Pinderfields Hospital has been turning ambulances away because of delays and bed shortages in accident and emergency.

Patients are being diverted to Dewsbury and District Hospital for treatment for treatment at times when Pinderfields is too busy.

The problem first emerged a year ago, when figures revealed 146 “ambulance diverts” between the two hospitals in 2012 and 2013.

Now new figures show ambulances were diverted from Pinderfields to Dewsbury on 70 occasions in 2014.

But despite Dewsbury taking the extra patients, Mid Yorkshire Hospitals Trust still wants to downgrade the town’s A&E department and centralise emergency care at Pinderfields.

Normanton MP Yvette Cooper said: “This is a serious problem. Being sent from Knottingley all the way to Dewsbury in an emergency can be a nightmare both for patients and their families trying to visit.

“We desperately need more GPs, more nurses and support for social care to keep people out of A&E.”

Figures released under freedom of information rules show that on December 9, ambulances were diverted for eight hours because there were no beds at Pinderfields.

On September 20, there were 72 patients waiting at Pindefields A&E and a three-and-half-hour wait.

There were “minus beds” at Pinderfields on three occasions last January.

Mid Yorkshire’s director of operations Neil Clark said additional beds had been added at Pinderfields to reduce diverts.

He said: “We have, though, seen a four percent increase, year on year, in the number of ambulances coming to our hospitals, with a 10 per cent increase for December.

“Despite the increased demand on our service, these figures show that there were just five diverts in December.”

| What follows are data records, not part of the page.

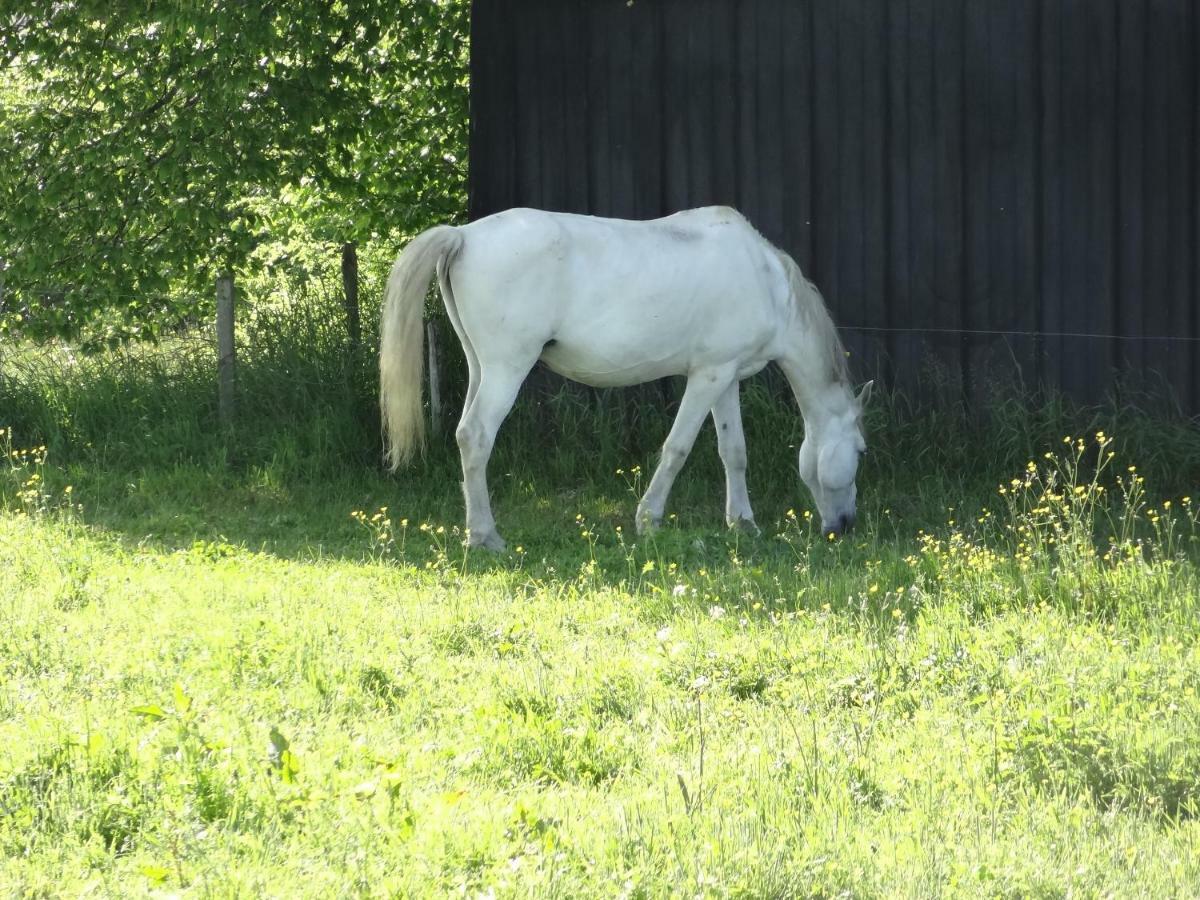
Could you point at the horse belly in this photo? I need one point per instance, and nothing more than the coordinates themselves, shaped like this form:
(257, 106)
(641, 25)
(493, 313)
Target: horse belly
(612, 364)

The A&E changes include more new beds at Pinderfields to prevent diverts, he added.

Last March plans to downgrade Dewsbury A&E and send patients to Pinderfields were referred to health secretary Jeremy Hunt over fears the hospital would struggle to cope with more patients.

Mr Hunt ruled that the plans were safe because extra services were being provided to treat patients outside of hospitals.

Since that time Mid Yorkshire has appealed for people only to go to A&E in a genuine emergency after rising demand on services.

People are asked to seek help from NHS 111, walk-in centres, GPs and pharmacists.